Until then I’ll just watch them and try not to discount what they’re doing because of their past. I’m gonna hope things keep going their way, and I want Carroll to come back with a bang. I’m gonna keep worrying about their psyche until the first round is over.
And that’s what Ima do ’til it’s over,
’til it’s over,
but it’s far from over.
While it’s certainly far from over, you really have to admire what this team has accomplished so far. This is a franchise that not only has won just a single series in its history, but they haven’t even won 50 games in a season before. Now here they sit projected to win 55 games and with an offense and defense that ranks 5th and 11th respectively, per offensive and defensive rating. Considering no team has won the Finals without having a top 12 offense and defense, their current standing places them in a prime position. Raptors fans have every reason to be excited.

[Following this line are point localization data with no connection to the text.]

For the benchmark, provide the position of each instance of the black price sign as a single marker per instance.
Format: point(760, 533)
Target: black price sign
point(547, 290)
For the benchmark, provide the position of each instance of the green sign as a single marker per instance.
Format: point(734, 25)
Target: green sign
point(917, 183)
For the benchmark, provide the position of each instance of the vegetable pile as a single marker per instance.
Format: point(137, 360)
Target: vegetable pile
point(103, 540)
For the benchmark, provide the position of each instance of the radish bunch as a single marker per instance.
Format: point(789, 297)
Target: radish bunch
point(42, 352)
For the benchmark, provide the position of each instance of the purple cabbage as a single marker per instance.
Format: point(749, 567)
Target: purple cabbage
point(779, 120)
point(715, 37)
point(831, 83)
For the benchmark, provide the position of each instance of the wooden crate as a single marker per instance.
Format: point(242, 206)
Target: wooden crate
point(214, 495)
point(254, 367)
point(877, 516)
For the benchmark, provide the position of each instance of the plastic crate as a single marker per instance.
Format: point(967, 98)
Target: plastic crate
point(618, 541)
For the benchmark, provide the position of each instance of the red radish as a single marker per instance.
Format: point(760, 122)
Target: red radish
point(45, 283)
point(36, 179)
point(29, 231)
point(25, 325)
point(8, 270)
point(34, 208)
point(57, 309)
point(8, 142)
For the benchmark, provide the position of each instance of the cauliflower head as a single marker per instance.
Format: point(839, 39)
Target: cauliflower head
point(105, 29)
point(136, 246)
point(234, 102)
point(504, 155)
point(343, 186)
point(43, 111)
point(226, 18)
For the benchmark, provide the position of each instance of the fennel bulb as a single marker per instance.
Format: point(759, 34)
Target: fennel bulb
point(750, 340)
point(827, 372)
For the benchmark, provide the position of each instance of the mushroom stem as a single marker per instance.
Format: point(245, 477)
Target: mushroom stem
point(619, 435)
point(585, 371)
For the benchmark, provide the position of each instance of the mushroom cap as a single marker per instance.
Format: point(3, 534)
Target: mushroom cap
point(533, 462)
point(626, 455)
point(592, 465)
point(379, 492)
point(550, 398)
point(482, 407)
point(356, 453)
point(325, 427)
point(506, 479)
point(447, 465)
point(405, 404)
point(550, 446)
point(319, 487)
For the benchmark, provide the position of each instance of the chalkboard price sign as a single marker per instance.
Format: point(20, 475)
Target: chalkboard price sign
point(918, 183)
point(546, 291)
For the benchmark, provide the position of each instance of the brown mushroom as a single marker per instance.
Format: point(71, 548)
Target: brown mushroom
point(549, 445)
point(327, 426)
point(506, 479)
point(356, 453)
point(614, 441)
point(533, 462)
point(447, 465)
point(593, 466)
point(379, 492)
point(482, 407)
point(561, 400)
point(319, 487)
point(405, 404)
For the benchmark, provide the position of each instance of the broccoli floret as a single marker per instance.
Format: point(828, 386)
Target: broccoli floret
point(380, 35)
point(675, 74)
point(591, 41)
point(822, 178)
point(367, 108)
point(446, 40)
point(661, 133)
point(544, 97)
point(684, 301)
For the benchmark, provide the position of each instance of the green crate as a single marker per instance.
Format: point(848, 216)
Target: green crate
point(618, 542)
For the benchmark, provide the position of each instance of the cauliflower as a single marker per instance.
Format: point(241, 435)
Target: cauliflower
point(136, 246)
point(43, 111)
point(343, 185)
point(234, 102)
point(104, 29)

But it’s not just about the statistics, this team is flat out fun to watch, and their two stars lead the way. Kyle Lowry, who broke out two seasons ago, has only gotten better since showing this season in the best shape of his life. His minutes are up, his shooting percentages are up across the board and more importantly he’s taking 7 3s a game now and making 39% of them. His increased aggression has opened up space for everyone else on the offensive end of the floor.
And then you look at the intangibles. Lowry is just a great leader man. He always seems to rise to the occasion in the biggest moments, and he always seems to have the most energy of anyone on the floor at the end of games, once again a testament to the shape he’s put himself in. For a franchise that was betrayed by one star (Vince Carter) and abandoned by another (Chris Bosh), Lowry, a player who didn’t come into his own until 7 years into his career, is the perfect match of fan base and star. Lowry appreciates Toronto for believing in him as much as Toronto appreciates what he does for them on the floor and it’s beautiful to watch.

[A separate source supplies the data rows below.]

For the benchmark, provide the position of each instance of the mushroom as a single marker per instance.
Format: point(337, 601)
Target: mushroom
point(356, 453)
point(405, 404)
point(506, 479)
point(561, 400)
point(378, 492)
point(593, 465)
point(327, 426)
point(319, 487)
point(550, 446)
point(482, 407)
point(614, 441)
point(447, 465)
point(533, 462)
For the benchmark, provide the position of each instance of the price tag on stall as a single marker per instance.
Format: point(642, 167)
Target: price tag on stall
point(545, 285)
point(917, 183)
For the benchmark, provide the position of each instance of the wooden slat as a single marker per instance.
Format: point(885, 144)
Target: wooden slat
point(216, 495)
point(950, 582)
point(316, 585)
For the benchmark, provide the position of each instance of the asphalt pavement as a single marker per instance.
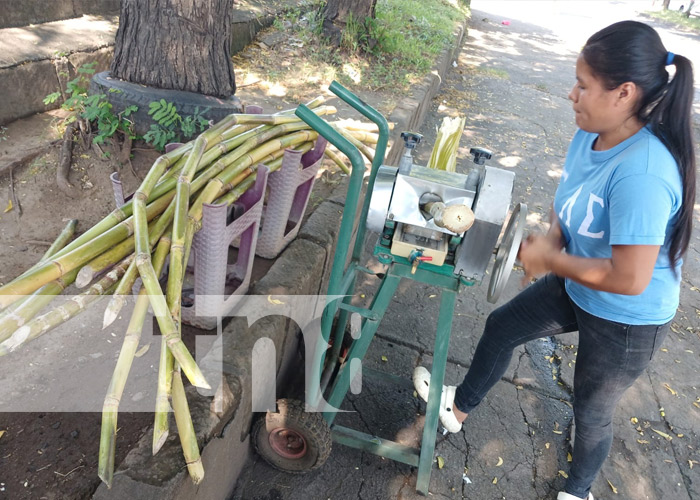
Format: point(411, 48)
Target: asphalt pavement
point(511, 80)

DeMar DeRozan deserves a ton of credit for becoming a star in his own right. With a game out of the 90s (taking less than 2 3s per game), there was always a fear about his level of effectiveness in the modern 3 point happy NBA, but he’s continued chugging along, getting to the rim more often than almost anyone else in the league. He keeps defenses honest by not letting them from focus too much on Lowry.

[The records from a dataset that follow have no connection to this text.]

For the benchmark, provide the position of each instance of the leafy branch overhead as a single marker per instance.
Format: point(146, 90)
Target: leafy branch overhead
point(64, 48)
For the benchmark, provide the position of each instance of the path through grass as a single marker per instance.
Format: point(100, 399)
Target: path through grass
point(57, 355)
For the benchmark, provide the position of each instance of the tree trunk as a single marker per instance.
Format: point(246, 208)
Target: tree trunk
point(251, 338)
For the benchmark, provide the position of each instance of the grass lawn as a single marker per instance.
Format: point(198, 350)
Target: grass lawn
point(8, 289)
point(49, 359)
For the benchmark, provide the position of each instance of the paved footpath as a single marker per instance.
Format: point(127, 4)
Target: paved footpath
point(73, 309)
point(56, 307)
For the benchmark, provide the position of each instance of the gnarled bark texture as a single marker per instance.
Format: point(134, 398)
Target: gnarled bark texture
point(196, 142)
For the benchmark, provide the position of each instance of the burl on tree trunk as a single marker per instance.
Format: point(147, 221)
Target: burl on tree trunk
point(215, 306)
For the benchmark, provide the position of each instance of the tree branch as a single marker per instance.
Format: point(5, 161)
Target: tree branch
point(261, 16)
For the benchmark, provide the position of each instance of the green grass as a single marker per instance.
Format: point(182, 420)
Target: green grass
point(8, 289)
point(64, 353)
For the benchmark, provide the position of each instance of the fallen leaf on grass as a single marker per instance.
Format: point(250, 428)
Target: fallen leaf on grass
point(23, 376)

But when it comes to playoffs, I’ve been concerned about if DeRozan’s style translates to the playoffs and I’m not the only one. Typically in the playoffs when opposing coaches have more time to prepare for you, those driving lanes to the rim dry up, and when you put that in combination with refs calling less fouls than usual, the recipe is there for DeRozan to get frustrated and turn into a mediocre mid-range jump shooter, something that has happened in the past 2 Raptor first round exits. Despite all the improvements Toronto has made, despite Luis Scola extending his range to shoot 3s now, despite the excellent defense Bismack Biyombo has provided, how DeRozan’s offense translates to the postseason is the biggest factor to Toronto finally getting over the hump and making a deep run. If DeRozan continues to be aggressive or allows himself to be a playmaker in lieu of just settling for jumpers, the Raptors can be the Gods of the 6 (Kings of Toronto for all you lame people out there). But if he falls back into those old habits and forces Lowry to carry the offensive burden on his own, the Raps may find themselves in familiar territory: out in the first round in back to back (to back) seasons. Especially with old nemesis Washington lurking at the bottom of the East playoff picture.
But for right now, our friends up North should be excited. I think Toronto may have built something special and they should enjoy every minute of it. The path to the conference finals should be relatively clear, and then they’ll get their crack at LeBron, a series that promises to be entertaining as hell.